Monday Mulligan No. 10
I don’t reiterate history on this site, so you will never find extensive shot-by-shot reporting here. My focus on this site is about the Big Show, the preposterous and lovable entertainment menagerie of people, places, and things known as PGA Tour televised golf.
2013 professional golf is half game, half show. Most sports on TV are exactly the same, yet golf is so pedestrian that the showmanship screams in contrast to the demeanor of the game itself. And out of the lush abundance of verdant greenery and majestic trees strolls a wealthy, long-haired young man dressed entirely in orange.
I jump on trends, too. One trend these days is in the announcers’ booth. No matter who is there, or on the course, they wield words of so-called wit like swords of dragonbone steel. There’s a real competition out there to get the best one-liner or obvious observation on-air before your colleague.
Gone are the soft-talking, reverent commentators. Now it’s a free-for-all of forced and repeated observations about the ocean, the grass, the gallery, an idiosyncrasy, or themselves, even while the golfer on the screen is swinging. They talk over each other and don’t make the call on the screen. It’s about them, not the golf. Anyone else notice this? Thank you, I’m glad you agree.
What has gotten much better, are the on-course interviews. The players seem more prepared and hip than they used to be. They give the interviewer a wry smile if they are now asked stupid questions, which has forced interviewers to raise their game.
Here’s another trend: the LPGA has gotten better, sharper, friendlier, more informative, more personal. And the golf is spectacular to watch.
Tell me if I’m wrong: On the PGA Tour, when a pro hits a slightly offline shot or misses an improbable 30-foot putt, he curses and sulks and probably spits. When an LPGA player misses, she shakes her head…then smiles! Who is enjoying the game more?

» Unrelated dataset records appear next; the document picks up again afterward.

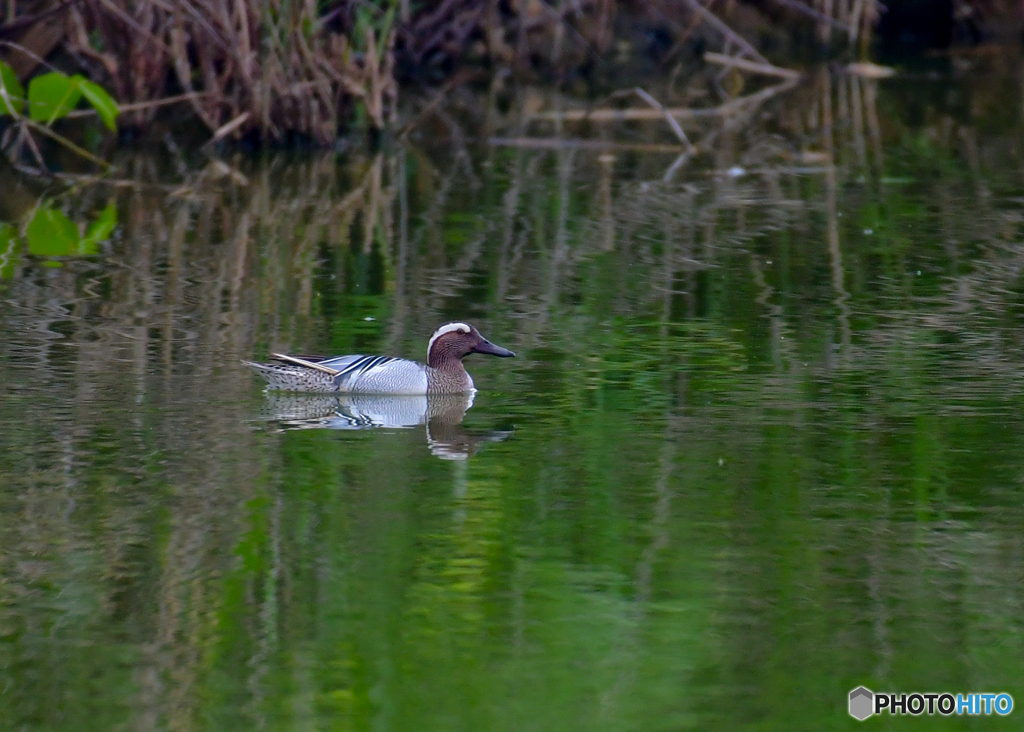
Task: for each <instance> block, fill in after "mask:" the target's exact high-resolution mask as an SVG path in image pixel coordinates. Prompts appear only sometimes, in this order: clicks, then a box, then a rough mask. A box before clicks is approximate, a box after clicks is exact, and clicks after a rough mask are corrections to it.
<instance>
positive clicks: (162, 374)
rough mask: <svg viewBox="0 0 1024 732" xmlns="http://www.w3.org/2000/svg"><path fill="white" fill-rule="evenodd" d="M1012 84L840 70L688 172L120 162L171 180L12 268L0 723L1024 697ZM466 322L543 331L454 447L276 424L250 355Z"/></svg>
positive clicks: (0, 341) (627, 722)
mask: <svg viewBox="0 0 1024 732" xmlns="http://www.w3.org/2000/svg"><path fill="white" fill-rule="evenodd" d="M1018 81H1019V79H1018ZM937 86H941V89H939V88H937ZM997 88H998V89H1000V90H1005V88H1006V82H1005V81H999V83H998V85H997ZM1016 88H1017V89H1019V88H1020V84H1017V87H1016ZM988 89H989V87H986V86H985V85H984V84H981V83H978V81H977V80H973V79H967V80H962V81H959V82H952V81H950V80H942V81H941V82H936V83H935V84H934V85H933V86H931V87H930V86H928V85H927V84H922V83H921V82H920V81H913V80H911V81H909V82H900V81H899V80H894V81H893V82H886V83H885V84H884V85H882V86H881V87H876V86H874V83H873V82H870V83H867V82H862V81H856V82H855V80H854V81H831V80H829V81H828V82H827V83H824V82H821V81H818V82H814V83H810V84H808V85H805V86H804V87H801V88H799V89H797V90H795V91H794V92H792V94H793V96H785V97H782V98H779V99H776V100H774V102H773V103H774V104H775V105H774V106H770V107H768V111H769V112H770V113H771V115H773V116H772V117H771V118H770V122H764V123H761V122H759V123H758V124H757V126H754V127H750V126H748V127H738V128H737V129H736V130H735V131H734V132H733V133H731V134H730V135H726V136H723V137H722V139H721V143H720V145H719V146H718V147H716V148H715V154H714V156H713V159H712V160H708V161H703V162H701V163H700V164H699V165H694V166H693V167H684V168H682V169H681V170H679V171H678V172H677V173H675V176H674V177H672V179H671V180H668V181H666V180H665V172H666V170H667V169H668V168H669V167H670V166H671V165H672V164H673V159H674V156H672V155H663V154H644V153H635V152H630V150H617V149H616V150H612V153H611V155H609V154H608V152H606V150H605V152H601V150H588V149H577V148H573V147H571V146H563V147H561V148H555V149H541V150H534V149H525V148H510V147H502V146H487V145H480V146H479V147H472V148H465V147H462V146H460V145H458V144H453V145H452V146H447V145H441V144H437V145H427V144H426V143H422V144H421V145H420V146H417V144H416V143H415V141H414V143H412V144H411V145H410V146H408V147H401V148H396V149H389V150H385V152H383V153H381V154H379V155H376V156H372V155H368V156H351V157H349V158H345V159H342V160H338V159H335V158H334V157H324V158H314V159H304V160H298V161H296V160H293V161H285V160H274V161H270V162H268V163H266V164H265V165H257V164H252V165H251V166H248V167H247V166H246V165H242V164H240V165H239V170H237V171H236V174H234V175H231V176H228V177H225V176H223V175H220V176H216V175H210V174H207V171H201V172H199V173H196V174H195V175H194V177H193V178H190V179H188V180H185V181H184V182H181V181H178V180H175V179H173V173H172V172H167V171H163V169H162V168H161V165H162V164H161V163H160V161H159V160H155V159H145V158H143V159H126V161H125V163H124V165H123V168H124V169H125V170H127V171H128V173H129V174H131V175H133V176H136V178H137V179H139V180H143V181H145V183H146V184H144V185H137V186H131V187H127V186H124V187H119V188H117V189H116V190H114V191H113V192H112V190H106V189H104V190H94V189H93V188H92V187H85V188H82V189H75V190H73V191H71V192H70V193H67V195H63V198H57V199H54V201H55V202H56V203H54V204H53V205H54V206H57V207H62V208H63V210H65V211H66V212H67V216H68V219H69V220H71V221H94V220H96V219H97V216H99V214H100V213H101V212H102V211H105V210H115V209H114V208H110V209H109V208H108V207H111V206H114V205H113V204H112V203H111V201H112V198H111V197H112V196H113V197H114V198H115V199H116V210H117V211H118V212H119V214H118V215H119V223H118V228H117V230H116V231H114V233H113V235H112V238H111V239H110V241H109V242H103V243H100V244H97V245H96V247H97V251H98V255H96V256H89V257H78V258H75V257H72V258H67V259H65V260H62V265H63V266H61V267H60V268H50V267H46V266H44V265H45V260H44V259H43V258H40V257H36V256H34V254H33V253H32V252H31V251H29V250H28V249H24V248H23V249H17V250H16V251H15V250H14V249H11V250H10V251H9V252H8V254H9V255H10V258H9V259H6V260H4V263H3V266H4V267H5V269H4V272H5V274H4V278H3V279H0V328H2V329H3V332H4V338H3V339H2V340H0V448H2V454H3V456H4V459H3V460H2V461H0V547H2V552H0V729H10V730H65V729H67V730H72V729H74V730H91V729H95V730H117V729H161V730H163V729H168V730H207V729H209V730H221V729H223V730H227V729H359V730H361V729H376V730H481V729H496V730H504V729H507V730H517V731H518V730H577V729H579V730H644V731H649V730H679V729H745V730H777V729H787V730H796V729H806V730H820V729H836V728H843V727H850V728H854V727H855V726H856V725H857V724H858V723H856V722H854V721H853V720H851V719H850V718H849V717H848V715H847V712H846V698H847V693H848V692H849V690H850V689H852V688H854V687H856V686H858V685H860V684H864V685H866V686H868V687H870V688H873V689H876V690H893V691H951V692H971V691H990V692H999V691H1007V692H1009V693H1011V694H1014V695H1015V698H1017V699H1019V700H1024V687H1022V685H1021V679H1024V641H1022V639H1024V633H1022V631H1024V628H1022V617H1024V612H1022V611H1024V607H1022V603H1024V592H1022V579H1024V539H1022V535H1024V534H1022V531H1021V529H1022V526H1024V515H1022V513H1024V508H1022V502H1021V490H1022V488H1021V481H1022V480H1024V437H1022V435H1024V418H1022V417H1021V415H1022V408H1021V407H1022V405H1024V398H1022V396H1024V365H1022V364H1024V330H1022V328H1021V326H1022V313H1024V309H1022V307H1024V283H1022V278H1021V277H1022V271H1024V269H1022V263H1024V259H1022V257H1024V244H1022V234H1024V228H1022V222H1024V180H1022V178H1021V171H1022V170H1024V166H1022V162H1024V161H1022V154H1021V149H1022V147H1021V144H1020V143H1021V141H1022V128H1021V126H1020V120H1019V110H1020V109H1021V105H1020V103H1019V101H1020V99H1019V98H1017V97H1015V99H1016V100H1015V102H1014V104H1015V105H1012V109H1014V110H1017V111H1018V113H1015V115H1014V118H1013V120H1012V121H1009V122H1008V121H1007V120H1006V119H1005V115H1004V116H1002V117H992V116H986V115H984V114H983V113H984V105H985V102H986V98H987V97H986V94H987V93H988ZM1000 93H1001V92H1000ZM943 94H945V96H943ZM950 94H955V95H959V97H957V98H961V97H963V98H966V99H970V100H971V102H972V103H973V107H972V106H971V104H966V103H964V104H961V103H959V102H957V103H952V102H950V101H949V100H948V95H950ZM975 102H976V103H975ZM829 105H835V109H833V107H831V106H829ZM965 106H967V107H968V109H977V110H980V111H978V112H977V113H976V114H968V113H965V112H964V107H965ZM826 107H827V110H828V116H827V119H833V118H835V119H836V120H837V123H836V125H835V126H834V127H829V126H825V125H823V124H822V120H823V119H826V118H825V117H824V112H823V110H825V109H826ZM844 110H845V111H846V113H845V114H844V113H843V111H844ZM858 120H859V121H858ZM640 133H644V130H642V129H641V130H640V131H639V132H637V134H640ZM651 134H655V133H651ZM811 154H813V155H811ZM801 156H803V157H802V158H801ZM798 159H799V160H803V161H805V162H804V163H800V164H799V165H798V164H797V163H795V161H797V160H798ZM806 161H816V162H813V163H807V162H806ZM822 161H823V162H822ZM831 163H835V166H833V165H831ZM164 178H166V179H167V180H169V181H172V182H173V185H172V184H171V183H168V185H167V186H166V187H162V186H157V185H152V184H151V183H152V181H153V180H159V179H164ZM15 192H16V191H15ZM12 196H13V193H12ZM12 200H13V199H12V198H10V197H8V198H7V201H8V202H10V201H12ZM6 215H8V216H10V217H11V218H12V221H13V220H14V218H15V214H14V213H11V212H7V214H6ZM453 317H458V318H460V319H467V320H470V321H472V322H474V324H475V325H477V326H478V327H479V328H480V329H481V330H482V331H483V333H485V334H486V335H487V336H488V337H489V338H493V339H494V340H495V341H496V342H498V343H502V344H503V345H506V346H508V347H510V348H512V349H514V350H516V352H517V353H518V354H519V357H518V358H516V359H514V360H512V359H508V360H504V359H503V360H499V359H485V358H476V359H475V360H472V359H471V360H470V362H469V368H470V371H471V372H472V374H473V376H474V379H475V380H476V383H477V386H478V387H479V388H480V392H479V393H478V394H477V395H476V398H475V401H474V403H473V405H472V407H471V408H470V410H469V411H468V412H467V413H466V414H465V418H464V419H462V422H461V424H459V425H457V427H458V428H459V430H460V431H459V432H458V434H456V435H455V436H451V435H450V437H449V438H446V439H449V440H450V442H451V444H450V445H449V446H450V447H451V449H449V450H447V451H446V453H445V454H443V455H438V453H437V450H436V449H433V447H434V446H435V445H434V444H433V443H432V442H431V441H430V440H431V439H433V440H434V441H435V442H436V440H437V439H438V436H437V434H436V433H434V434H433V435H431V433H429V432H428V430H427V427H426V426H418V427H414V428H410V429H398V428H387V429H377V430H373V429H369V430H358V431H353V430H340V429H334V430H332V429H288V427H295V426H296V425H294V424H291V425H289V424H283V423H282V421H279V420H275V419H272V418H273V417H274V412H273V410H274V408H276V407H274V406H273V404H272V403H269V402H268V401H267V399H266V397H265V396H264V394H263V393H262V392H261V391H260V385H259V384H258V383H257V380H256V379H255V377H253V376H252V375H251V374H250V373H249V372H247V371H246V370H245V368H244V367H242V364H241V362H240V361H241V359H243V358H259V357H263V356H265V355H266V354H267V353H268V352H270V351H275V350H286V351H292V352H306V353H309V352H328V353H344V352H382V353H393V354H400V355H404V356H409V357H417V358H419V357H422V355H421V354H422V351H423V350H424V348H425V343H426V339H427V337H428V336H429V334H430V333H431V331H432V330H433V329H434V327H435V326H436V325H437V324H439V322H442V321H444V320H445V319H450V318H453ZM268 404H269V405H268ZM279 417H280V415H279ZM285 422H287V420H286V421H285ZM305 426H309V425H305ZM453 429H454V428H453ZM446 434H447V433H446ZM488 437H494V438H493V439H488ZM452 445H456V447H452ZM453 458H454V459H453ZM1019 719H1020V712H1019V711H1017V709H1015V712H1014V714H1012V715H1011V716H1010V717H1008V718H1006V719H994V718H992V719H984V720H971V719H958V718H950V719H939V718H932V719H929V718H924V719H921V720H916V721H911V720H906V719H904V720H896V721H887V722H884V723H882V724H887V725H890V726H902V725H913V724H914V723H915V724H916V726H920V727H925V726H928V727H929V728H939V729H962V728H963V729H966V728H976V727H981V726H984V727H985V728H986V729H987V728H988V727H989V726H991V727H992V728H1007V727H1019V726H1020V724H1019ZM865 724H878V722H876V721H870V722H868V723H865Z"/></svg>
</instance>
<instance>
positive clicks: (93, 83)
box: [79, 79, 121, 132]
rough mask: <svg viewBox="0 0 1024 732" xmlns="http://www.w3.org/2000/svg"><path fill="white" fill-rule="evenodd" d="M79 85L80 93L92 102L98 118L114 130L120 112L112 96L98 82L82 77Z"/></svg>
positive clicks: (106, 126) (117, 105)
mask: <svg viewBox="0 0 1024 732" xmlns="http://www.w3.org/2000/svg"><path fill="white" fill-rule="evenodd" d="M79 86H80V87H81V89H82V95H83V96H85V98H86V99H88V101H89V103H90V104H92V109H94V110H95V111H96V114H98V115H99V119H100V120H102V121H103V124H104V125H106V128H108V129H109V130H111V131H112V132H113V131H114V130H116V129H117V117H118V115H119V114H120V113H121V110H120V109H119V107H118V102H116V101H114V99H113V97H111V95H110V94H108V93H106V90H105V89H104V88H103V87H101V86H99V84H95V83H93V82H91V81H88V80H85V79H83V80H82V81H81V82H80V83H79Z"/></svg>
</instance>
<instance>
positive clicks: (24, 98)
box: [0, 61, 25, 115]
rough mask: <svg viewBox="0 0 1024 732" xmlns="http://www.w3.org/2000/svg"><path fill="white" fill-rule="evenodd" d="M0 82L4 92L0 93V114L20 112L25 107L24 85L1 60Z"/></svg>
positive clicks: (6, 65) (21, 111) (6, 63)
mask: <svg viewBox="0 0 1024 732" xmlns="http://www.w3.org/2000/svg"><path fill="white" fill-rule="evenodd" d="M0 84H2V85H3V92H4V93H0V115H19V114H22V110H23V109H24V107H25V87H24V86H22V82H19V81H18V80H17V75H16V74H14V70H13V69H11V68H10V67H9V66H8V64H7V63H4V62H3V61H0ZM5 97H6V98H5Z"/></svg>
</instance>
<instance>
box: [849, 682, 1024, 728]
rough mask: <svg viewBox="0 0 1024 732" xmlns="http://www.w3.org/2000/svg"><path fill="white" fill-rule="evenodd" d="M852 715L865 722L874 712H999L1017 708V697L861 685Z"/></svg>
mask: <svg viewBox="0 0 1024 732" xmlns="http://www.w3.org/2000/svg"><path fill="white" fill-rule="evenodd" d="M849 711H850V717H852V718H854V719H855V720H859V721H861V722H863V721H864V720H866V719H867V718H868V717H870V716H871V715H881V714H882V713H884V712H885V713H888V714H890V715H911V716H914V717H916V716H918V715H942V716H944V717H948V716H949V715H993V714H994V715H999V716H1001V717H1006V716H1007V715H1009V714H1010V713H1011V712H1013V711H1014V697H1012V696H1011V695H1010V694H1007V693H1006V692H1004V693H999V694H990V693H974V694H950V693H935V692H928V693H918V692H911V693H909V694H894V693H890V692H876V691H871V690H870V689H868V688H867V687H865V686H858V687H857V688H856V689H854V690H853V691H851V692H850V706H849Z"/></svg>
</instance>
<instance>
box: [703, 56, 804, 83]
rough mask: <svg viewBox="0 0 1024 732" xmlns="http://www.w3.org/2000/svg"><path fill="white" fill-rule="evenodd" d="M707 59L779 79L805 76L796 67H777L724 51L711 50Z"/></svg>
mask: <svg viewBox="0 0 1024 732" xmlns="http://www.w3.org/2000/svg"><path fill="white" fill-rule="evenodd" d="M705 60H706V61H709V62H710V63H718V64H721V66H723V67H726V68H734V69H742V70H743V71H749V72H753V73H755V74H764V75H765V76H774V77H778V78H779V79H799V78H800V77H801V76H803V74H802V73H801V72H798V71H796V70H794V69H782V68H781V67H776V66H774V64H772V63H757V62H755V61H749V60H746V59H744V58H737V57H736V56H727V55H724V54H722V53H712V52H711V51H708V52H707V53H705Z"/></svg>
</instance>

Some culture shift has happened on the inside of the LPGA tour that I really like. And if you’ve read my previous series on the LPGA, you’ll know that this is a big shift from what I thought back then. They still have not addressed the stronger marketing issues I brought up, but they have nailed the rest.
So, congrats to Mr. Merrick, Ms Shin (and Ms. Ko!), not to mention the Man of Steel, Mr. Langer.
And good luck to Mr. Faldo, Mr. McCord, Mr. Feherty, and Mr. Nance in your arena-like battle of words, wit, and WTF.